If you find yourself frequently writing cross-store update handlers, that’s a signal that the two stores might actually be in the same domain and could benefit from being combined under a single store with setMultiple.

Custom hooks per store

Exposing stores directly from store.js works, but a cleaner pattern is to wrap each store in a custom hook. The src/store/hooks.js file demonstrates this:
src/store/hooks.js
import { useStore } from "../NexusStore/useStore";
import { authStore, themeStore, store } from "./store";

export function useThemeStore(selector) {
    return useStore(themeStore, selector);
}

export function useAuthStore(selector) {
    return useStore(authStore, selector);
}

export function useSelector(selector) {
    return useStore(store, selector);
}
Components import the hook, not the raw store reference. This gives you one place to change the underlying store or add cross-cutting logic (like logging) without touching every component that uses it. See Custom Hooks for a deeper guide on building and composing store hooks.

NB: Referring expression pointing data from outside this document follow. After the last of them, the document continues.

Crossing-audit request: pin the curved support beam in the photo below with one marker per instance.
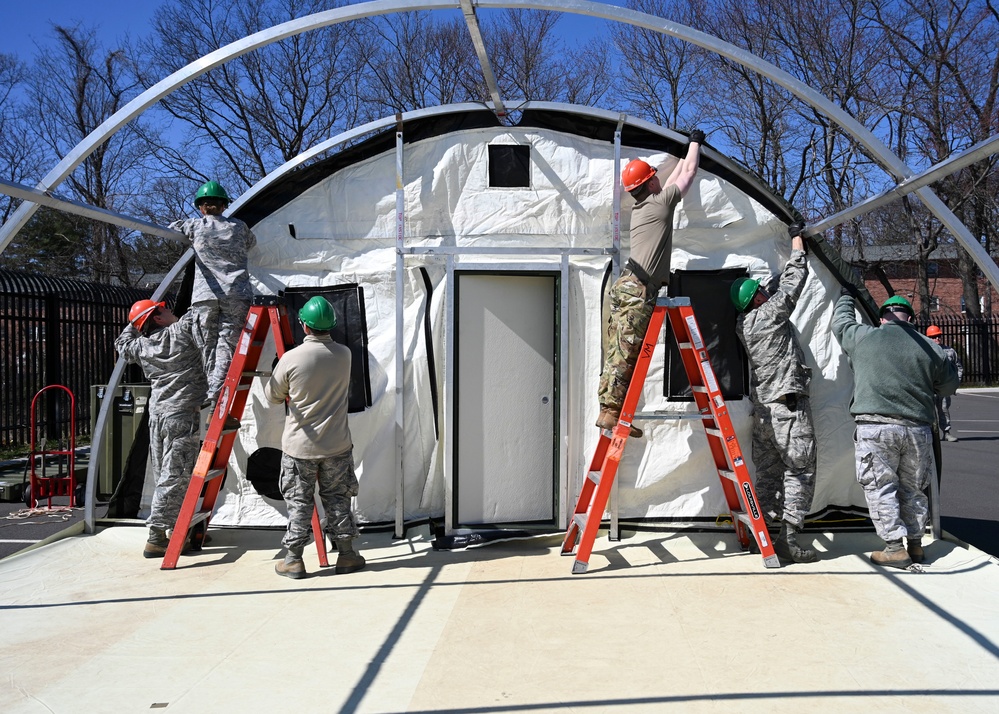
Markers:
(44, 198)
(195, 69)
(857, 130)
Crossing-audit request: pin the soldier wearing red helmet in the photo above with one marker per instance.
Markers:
(943, 403)
(633, 295)
(169, 351)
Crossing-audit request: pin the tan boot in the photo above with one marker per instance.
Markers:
(893, 556)
(609, 418)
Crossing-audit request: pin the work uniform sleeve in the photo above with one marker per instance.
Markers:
(845, 326)
(184, 226)
(276, 388)
(129, 344)
(792, 282)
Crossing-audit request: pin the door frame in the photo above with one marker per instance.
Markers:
(560, 270)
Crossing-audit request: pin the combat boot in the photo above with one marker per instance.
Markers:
(608, 420)
(914, 547)
(893, 556)
(348, 560)
(292, 566)
(156, 544)
(787, 548)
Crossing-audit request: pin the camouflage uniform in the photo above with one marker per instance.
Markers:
(337, 485)
(894, 463)
(222, 291)
(632, 299)
(170, 357)
(783, 437)
(897, 372)
(315, 379)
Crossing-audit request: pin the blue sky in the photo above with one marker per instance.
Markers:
(27, 22)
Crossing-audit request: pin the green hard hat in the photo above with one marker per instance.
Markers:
(318, 314)
(212, 189)
(897, 301)
(742, 292)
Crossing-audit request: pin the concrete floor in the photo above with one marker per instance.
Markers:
(661, 622)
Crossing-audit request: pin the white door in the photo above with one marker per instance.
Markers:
(505, 377)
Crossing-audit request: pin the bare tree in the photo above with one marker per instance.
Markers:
(72, 89)
(252, 114)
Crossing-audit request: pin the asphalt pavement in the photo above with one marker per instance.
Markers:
(969, 495)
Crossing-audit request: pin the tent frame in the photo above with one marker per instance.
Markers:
(908, 181)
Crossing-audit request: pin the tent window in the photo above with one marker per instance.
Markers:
(509, 166)
(708, 291)
(351, 330)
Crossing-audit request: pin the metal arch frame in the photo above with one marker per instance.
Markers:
(260, 39)
(860, 133)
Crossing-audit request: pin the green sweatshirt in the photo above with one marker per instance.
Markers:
(896, 370)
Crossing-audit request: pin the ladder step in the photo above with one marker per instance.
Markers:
(214, 474)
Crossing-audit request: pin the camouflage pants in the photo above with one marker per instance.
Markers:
(174, 443)
(784, 457)
(218, 327)
(894, 464)
(630, 311)
(337, 485)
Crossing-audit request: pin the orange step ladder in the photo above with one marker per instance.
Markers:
(725, 450)
(267, 314)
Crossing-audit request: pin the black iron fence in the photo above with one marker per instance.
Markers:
(976, 342)
(55, 331)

Organising stores at scale

1

One file per domain (recommended for large apps)

As your application grows, split stores into domain files and co-locate their hooks:
src/
  stores/
    auth/
      store.js    ← createStore(authState)
      hooks.js    ← useAuthStore
    cart/
      store.js    ← createStore(cartState)
      hooks.js    ← useCartStore
    theme/
      store.js    ← createStore(themeState)
      hooks.js    ← useThemeStore
2

Single stores/ index file (recommended for medium apps)

Export everything from a single src/store/store.js and src/store/hooks.js as shown in the source repo. Simple to navigate, easy to refactor.
3

Co-locate with the component (small / private state)

If a store belongs to exactly one component and will never be shared, define it at the top of that component’s file — above the component function. CountComponent uses this pattern.